Responding to Intriguing Participant Requests
March 2006 – Second Class Compensation

During my three-plus decades in plan sponsor roles (1979-2010), I often studied workers’ savings elections and took the opportunity to frequently ask them to explain their contribution, investment and withdrawal decisions. I shared a few encounters – the first, second, third, and fourth – in previous blog posts.

In Feb. 1987, I insisted on changing the definition of covered compensation. In the past, we only considered base salary in calculating benefit accruals for our defined benefit pension plan and employer-matching contributions in our 401(k) savings plan. I highlighted to leadership that excluding incentives from covered compensation reduced the incentive to second-class status.

Fewer than 15 years later, my employer adopted a broad-based variable incentive compensation program that would apply to all workers. It was based on corporate, business unit and department results, sometimes combined with individual performance assessments, and was always calculated as a percentage of base pay. It was paid in the first biweekly paycheck in March of the subsequent year.

Not surprisingly, the IRS (and many states) have specific rules regarding income tax withholding for such “supplemental wages” per the Revenue Ruling 2008-29. My employer used the “optional flat-rate procedure” and assessed federal income tax withholding at 25 percent. Many were unhappy about the reduction in take-home pay from this withholding requirement. For those workers, that disappointment was compounded also by applying the 401(k) contribution election on the incentive compensation award.

Well, it only took a year or two before workers started to complain that they wanted to exclude the incentive compensation from the 401(k) contribution calculation. They wanted to take home more of the incentive award. I explained to some of those workers that the employee contribution percent is determined by taking the actual dollars contributed year to date and dividing it by the total covered compensation year-to-date. Then, the employer match was calculated as 50 percent of the employee-contribution percent, with a maximum of 3 percent. That company contribution percentage was then applied to covered compensation year-to-date to calculate the company contribution year-to-date, and trigger company contributions as necessary. This was considered a “best practice,” ensuring a biweekly true-up on company contributions. So, if a worker didn’t defer 6 percent of pay, including the incentive compensation, they would not get the full employer match.

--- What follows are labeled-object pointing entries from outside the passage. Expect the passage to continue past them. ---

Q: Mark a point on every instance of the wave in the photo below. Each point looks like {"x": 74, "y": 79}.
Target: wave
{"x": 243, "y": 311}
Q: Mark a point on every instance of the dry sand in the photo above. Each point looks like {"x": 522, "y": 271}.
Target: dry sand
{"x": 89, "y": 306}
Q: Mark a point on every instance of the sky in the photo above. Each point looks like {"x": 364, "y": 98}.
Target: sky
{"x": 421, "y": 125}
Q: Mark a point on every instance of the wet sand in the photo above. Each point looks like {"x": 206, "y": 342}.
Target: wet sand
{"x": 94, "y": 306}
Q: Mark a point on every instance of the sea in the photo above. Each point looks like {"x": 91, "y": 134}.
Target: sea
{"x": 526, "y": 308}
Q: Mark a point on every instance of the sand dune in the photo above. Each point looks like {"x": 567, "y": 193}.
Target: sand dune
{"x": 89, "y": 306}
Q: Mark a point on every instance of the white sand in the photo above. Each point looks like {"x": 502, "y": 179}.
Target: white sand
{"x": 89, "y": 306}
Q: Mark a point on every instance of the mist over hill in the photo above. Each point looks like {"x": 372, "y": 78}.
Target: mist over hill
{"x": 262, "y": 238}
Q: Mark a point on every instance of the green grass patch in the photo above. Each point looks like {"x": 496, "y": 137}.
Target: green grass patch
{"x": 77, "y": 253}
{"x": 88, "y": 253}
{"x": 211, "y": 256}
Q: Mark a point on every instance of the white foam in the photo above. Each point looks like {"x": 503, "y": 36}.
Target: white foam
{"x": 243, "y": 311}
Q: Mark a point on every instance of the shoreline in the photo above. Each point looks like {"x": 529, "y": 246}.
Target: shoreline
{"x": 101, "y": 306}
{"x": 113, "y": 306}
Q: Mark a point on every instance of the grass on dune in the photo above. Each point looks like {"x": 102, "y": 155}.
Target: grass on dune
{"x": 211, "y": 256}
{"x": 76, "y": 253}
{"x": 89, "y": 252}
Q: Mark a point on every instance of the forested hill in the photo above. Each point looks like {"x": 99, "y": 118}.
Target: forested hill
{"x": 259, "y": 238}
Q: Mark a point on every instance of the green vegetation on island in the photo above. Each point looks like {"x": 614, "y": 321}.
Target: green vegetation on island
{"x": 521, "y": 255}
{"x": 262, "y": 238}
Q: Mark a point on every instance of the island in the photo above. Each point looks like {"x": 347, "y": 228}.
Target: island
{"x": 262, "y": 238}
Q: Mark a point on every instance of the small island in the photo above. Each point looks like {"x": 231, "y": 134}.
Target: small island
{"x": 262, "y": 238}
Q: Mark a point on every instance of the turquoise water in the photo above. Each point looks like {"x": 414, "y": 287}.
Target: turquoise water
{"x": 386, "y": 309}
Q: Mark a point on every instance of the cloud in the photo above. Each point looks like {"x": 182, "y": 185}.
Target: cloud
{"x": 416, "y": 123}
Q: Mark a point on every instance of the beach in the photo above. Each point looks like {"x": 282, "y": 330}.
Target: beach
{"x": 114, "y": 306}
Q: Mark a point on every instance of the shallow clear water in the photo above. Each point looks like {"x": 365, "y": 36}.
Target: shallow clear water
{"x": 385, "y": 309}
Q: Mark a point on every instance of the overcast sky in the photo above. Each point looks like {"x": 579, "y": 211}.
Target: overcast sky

When I resisted changing the plan provisions or administration, a human resources representative started to perennially circulate an email that confirmed the cut-off date for elections to reduce the contribution percentage for the first payday in March. That person was so proud of this alert that it was shared among the human resources community as a “best practice.” Sure enough, the corporate communication and compensation folks got into the act and made it a formal notification to all workers who would be receiving incentive compensation.

A number of workers reduced their contribution percentage – some to zero – in order to increase their take-home pay for the first pay period in March. Unfortunately, too many who made that election failed subsequently to increase their contribution percentage enough to qualify for the full employer match.